Edible oil industry disappointed with this Budget decision
Edible oil industry body SEA on Wednesday said the government should provide adequate funds for achieving its target to boost domestic production of oilseeds but expressed disappointment that import duties on cooking oils were not increased in the Budget.
In her budget speech on Tuesday, Finance Minister Nirmala Sitharaman said, “For achieving self-sufficiency in pulses and oilseeds, we will strengthen their production, storage and marketing.”
Reacting to the Budget proposal, Solvent Extractors' Association of India (SEA) President Ajay Jhunjhunwala said, “We congratulate the government for announcing the National Mission for Edible Oils focussing on key oilseeds like mustard, groundnut, sesame, soybean, and sunflower.” This initiative encompasses crucial aspects such as research for high-yielding varieties, the widespread adoption of modern farming techniques, establishment of market linkages, procurement, value addition and crop insurance, he said in a letter to the members of the association.

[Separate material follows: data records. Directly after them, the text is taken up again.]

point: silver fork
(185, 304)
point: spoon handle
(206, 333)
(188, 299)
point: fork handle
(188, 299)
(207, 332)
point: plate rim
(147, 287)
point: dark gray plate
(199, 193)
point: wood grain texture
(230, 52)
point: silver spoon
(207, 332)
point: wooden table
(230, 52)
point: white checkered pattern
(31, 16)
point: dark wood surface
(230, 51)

However, the SEA President rued that import duties on cooking oils were not hiked.
“We are a bit disappointed by the fact that no announcement has been made on increasing import duties on edible oils as well as raising the duty difference between crude oils and refined oils to a minimum of 15 per cent,” Jhunjhunwala said.
He said the association has been requesting the government to increase import duties on edible oils to help incentivise oilseed farmers, “but it seems it has missed the attention of the Finance Minister”.
“The domestic refining industry has been suffering due to heavy imports of refined edible oils which is contrary to our Prime Minister’s ‘Make in India’ dream. The capacity utilisation of our refining industry is suffering very badly and also resulting in loss of employment opportunities,” Jhunjhunwala said.